Au bout du fil, Claude Lelouch.
Le réalisateur vient d’avoir une idée de court-métrage et lui donne rdv à 5h du matin Porte Dauphine.
Ils se retrouvent donc à l’aube, en présence également de Henri Quérol, chef machiniste.
Lelouch est en avance, comme toujours.
Elie Chouraqui, l’assistant du réalisateur, est lui posté aux guichets du Louvre, muni d’un Talkie-Walkie qui ne marche pas !
Les 3 compères discutent de l’idée folle de Lelouch autour de sa voiture : une Mercedes-Benz 450 SEL 6.9 de 290ch.
Les 2 techniciens comprennent vite que celle-ci a un rôle important à jouer !
En effet, le concept de Lelouch est simple, dans l’idée du moins : fixer une caméra sur le pare-chocs avant et traverser Paris le plus rapidement possible.
Voilà où le réalisateur veut en venir. D’autant plus que la suspension hydropneumatique de la Mercedes est un atout de choix pour garantir la stabilité du système.
Nos 3 hommes se mettent donc au travail et installent le matériel. Puis ils prennent part à bord, et s’harnachent de tout leur cœur.
La légende raconte que Jacky Ickx participe au tournage mais c’est bien Lelouch qui conduit !
Une seule prise possible !
La pellicule provient des restes du précédent film du réalisateur, si c’était à refaire.
L’atmosphère est tendue.
Nous sommes en pleines vacances et il est très tôt, les rues sont donc plutôt vides.
Mais tout de même ! La moindre erreur, ou le moindre imprévu, et c’est l’accident ! D’autant plus que le freinage n’est pas le point fort de l’allemande.
Lelouch est une tête brulée, passionné de vitesse. Chouraqui est posté au seul angle mort du parcours.
Ils partent de la porte dauphine en trombe, les pneus crissent sous le poids de la lourde berline.
Au rondpoint des Champs-Elysées, la voiture glisse comme sur une patinoire !
Avenue Wagram.
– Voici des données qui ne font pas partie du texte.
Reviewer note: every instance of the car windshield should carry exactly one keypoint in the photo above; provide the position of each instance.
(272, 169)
Le moteur gronde.
La place de la concorde défile à plus de 160 km/h, les feux rouges et les stops ne font pas partie du décor.
Au passage du Louvre, Chouraqui est en rade et ne peut donc pas communiquer.
Peu importe, il voit le bolide argenté filer sous ses yeux ! Ils montent à plus de 200 km/h, direction le Sacré-Cœur.
Arrivés rue Blanche, un camion poubelle bloque la rue. Ils passent sur le côté, sans s’arrêter, manquant d’écraser un chien et sa propriétaire au passage.
Zigzags boulevard de Clichy et slaloms à tout va.
Puis c’est un autre camion poubelle qui bloque la rue Lepic, bref changement de direction de Lelouch qui remonte le cimetière de Montmartre !
La rue de Caulaincourt n’est plus très loin de l’objectif.
La dernière partie des ruelles serpentées de Montmartre est avalée.
Les pavés tremblent.
Les rares badauds alertés par le son vrombissant du cortège infernal !
Place du Sacré-Cœur, une jolie demoiselle blonde attend le convoi.
Lelouch se gare en face, sort en toute hâte et se jette dans ses bras.
Il s’agit de sa femme.
Il l’enlace tendrement.
C’était un Rendez-Vous !
Pour info : Le son du film a été postsynchronisé. En effet, Lelouch a refait le parcours par la suite au volant d’une Ferrari, enregistrant le son et le superposant aux images de la Mercedes, ce afin d’accentuer l’effet de puissance !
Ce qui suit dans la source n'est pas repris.